Every Spy-Tagging Killing Is a Warning Shot Aimed at All of Negros
- Cleve Sta. Ana
- 9 oras ang nakalipas
- 2 (na) min nang nabasa

On July 10, two men were found shot dead in Victorias City — Jerome Seballos, 59, and Alex Cunanan, 58. Two days later, the NPA's Roselyn Jean Pelle Command claimed responsibility, saying its "Special Partisan Unit" had carried out a "death penalty" against both, accusing Seballos of working as a military informant.
Two men were executed in their own barangay, and the killers announced it publicly as a warning to everyone else. That is what spy-tagging is for. It is not, in any meaningful sense, a military tactic, but a performance for the civilian audience. An insurgency that can no longer contest the Armed Forces of the Philippines in the field increasingly reaches instead for the residents of Negros: farmers, tricycle drivers, barangay officials, and former rebels. People who cannot shoot back. The government's own count puts the great majority of the country's documented spy-tagging killings on this one island, concentrated overwhelmingly in the past year and a half.
The damage caused by these killings goes far beyond the number of people who died. When the NPA can shoot someone on a barangay road and simply release a statement days later claiming the victim was "guilty," without presenting evidence or giving the accused any chance to defend themselves, fear spreads throughout the community.

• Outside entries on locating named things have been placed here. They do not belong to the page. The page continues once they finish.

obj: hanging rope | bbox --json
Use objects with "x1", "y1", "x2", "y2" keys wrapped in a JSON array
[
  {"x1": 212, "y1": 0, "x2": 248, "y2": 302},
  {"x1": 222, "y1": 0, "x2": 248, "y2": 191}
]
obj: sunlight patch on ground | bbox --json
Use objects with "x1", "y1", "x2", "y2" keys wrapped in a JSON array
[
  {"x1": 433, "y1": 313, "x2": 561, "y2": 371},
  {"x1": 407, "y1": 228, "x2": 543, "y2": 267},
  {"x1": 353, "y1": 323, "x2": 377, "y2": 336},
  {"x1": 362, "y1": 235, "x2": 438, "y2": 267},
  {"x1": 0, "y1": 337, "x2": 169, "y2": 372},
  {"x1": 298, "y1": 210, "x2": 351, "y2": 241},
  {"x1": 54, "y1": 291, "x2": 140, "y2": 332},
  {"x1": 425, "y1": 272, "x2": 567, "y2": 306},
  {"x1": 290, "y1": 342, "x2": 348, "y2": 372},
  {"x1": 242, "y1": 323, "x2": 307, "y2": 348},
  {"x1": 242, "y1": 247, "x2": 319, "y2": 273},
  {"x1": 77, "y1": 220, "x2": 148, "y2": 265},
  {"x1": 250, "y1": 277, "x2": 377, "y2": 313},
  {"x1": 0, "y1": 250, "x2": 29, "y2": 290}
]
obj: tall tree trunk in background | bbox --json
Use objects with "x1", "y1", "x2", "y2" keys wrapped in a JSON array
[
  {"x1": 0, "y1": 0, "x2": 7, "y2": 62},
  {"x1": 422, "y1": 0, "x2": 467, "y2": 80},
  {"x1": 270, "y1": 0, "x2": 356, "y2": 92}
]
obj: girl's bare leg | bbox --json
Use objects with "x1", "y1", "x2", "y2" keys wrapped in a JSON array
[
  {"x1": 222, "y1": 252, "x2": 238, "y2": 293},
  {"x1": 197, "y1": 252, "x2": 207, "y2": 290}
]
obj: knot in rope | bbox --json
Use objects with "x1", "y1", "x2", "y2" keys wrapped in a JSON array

Ordinary residents begin to wonder who might be accused next. Neighbors grow suspicious of one another. Former rebels who surrendered in the hope of rebuilding their lives realize that no promise of safety means anything if they can still be sentenced to death by the NPA's self-appointed "people's courts" without ever being heard.
This is happening while Negros is still struggling to come to terms with the controversial armed encounter in Toboso. The military maintains that 19 NPA fighters were killed, while the NPA and some human rights groups argue that some of those who died were unarmed civilians and activists. The NPA now points to Toboso to justify killings like those of Jerome Seballos and Alex Cunanan. Negros deserves protection, truth, and accountability for the NPA's summary executions.
But whatever happened in Toboso does not turn Jerome Seballos or Alex Cunanan into legitimate military targets. It does not make an armed "Special Partisan Unit" a court of law. And it does not change the reality now confronting the people of Victorias and other communities across Negros: fear is spreading because an armed movement that once claimed to defend the people is now killing the very civilians it says it represents.